La arena cuenta una historia. En Tulum, ahora es una historia más limpia.
Santa Fe, Pescadores y Playa Maya han logrado discretamente algo que pocas playas en México pueden presumir: la certificación NOM-120 “Bandera Blanca” por su conservación. Puede que suene a un simple trámite burocrático, pero en una costa invadida por el desarrollo y la presencia turística, este distintivo es excepcional y fruto de un gran esfuerzo.
No fue una inauguración ostentosa. Ni corte de cinta, ni exhibiciones con drones. Simplemente un funcionario local, David Buchanan García, jefe de la ZOFEMAT (Zona Federal Marítima Terrestre), bajo el intenso sol caribeño, admitió lo "complicado y metódico" que había sido el proceso.
Y eso es quedarse corto.
Un nuevo comienzo en un estado complicado
NOM-120-SSA1-1994 no es precisamente un título llamativo. Pero tras esa maraña de siglas se esconde uno de los estándares ambientales más rigurosos de México. Hablamos de análisis de calidad del agua, auditorías de gestión de residuos y evaluaciones de sostenibilidad; una inspección que no se inmuta ante un envoltorio de caramelo enterrado en las dunas.
Hasta hace poco, solo cuatro playas de todo Quintana Roo contaban con esta certificación. Ahora, Tulum ha sumado tres más a la lista. Y no se trata de una certificación cualquiera: esta se otorga bajo la modalidad de conservación , lo que indica que estas playas no solo están limpias, sino que están comprometidas a mantenerse así.
En una región donde el desarrollo a menudo pisotea la conservación, eso importa.
Dentro de la lucha por arena limpia
“Ha sido mucho trabajo”, admitió Buchanan. “Sobre todo en lo que respecta a los residuos y la sostenibilidad. Pero podemos decir con orgullo que obtuvimos una puntuación perfecta de 100”.
Perfecto. No es un número que se oiga a menudo en el servicio público o en las inspecciones medioambientales. Y, sin embargo, ahí está, susurrado entre las palmeras y las pozas de marea de Tulum.

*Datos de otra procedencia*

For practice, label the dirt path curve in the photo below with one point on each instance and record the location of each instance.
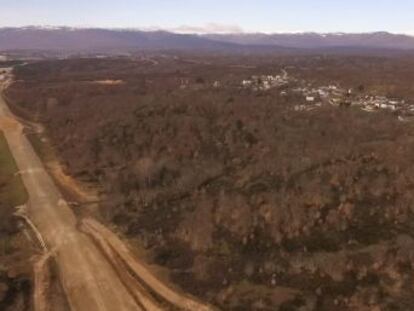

El equipo responsable de la certificación, cuyos nombres probablemente nunca aparezcan en un comunicado de prensa, dedicó meses a verificar aspectos que la mayoría de los turistas jamás verán: puntos de separación de residuos, zonas de protección del ecosistema, registros de análisis del agua. Es el tipo de trabajo invisible que marca una diferencia visible.
Y cuando se entreguen oficialmente los premios este septiembre, es posible que más playas se sumen a la lista. Pero por ahora, estas tres se mantienen firmes, un trío ecológico que defiende su legado.
Por qué esta victoria no es solo para los turistas
Se podría decir que esto es un triunfo para el turismo. Y lo es. Las playas limpias atraen a viajeros preocupados por el medio ambiente. Pero también es un triunfo para los residentes, quienes pescan, limpian, caminan y viven junto a estas arenas a diario. Estas certificaciones no solo significan mejores publicaciones para Instagram. Significan menos microplásticos en tu baño matutino.
En un lugar como Tulum, donde el paisaje cambia más rápido que la marea, asegurar su estatus de conservación es casi un acto radical.
Es una señal inequívoca que deja claro que no todo lo que hay aquí está en venta.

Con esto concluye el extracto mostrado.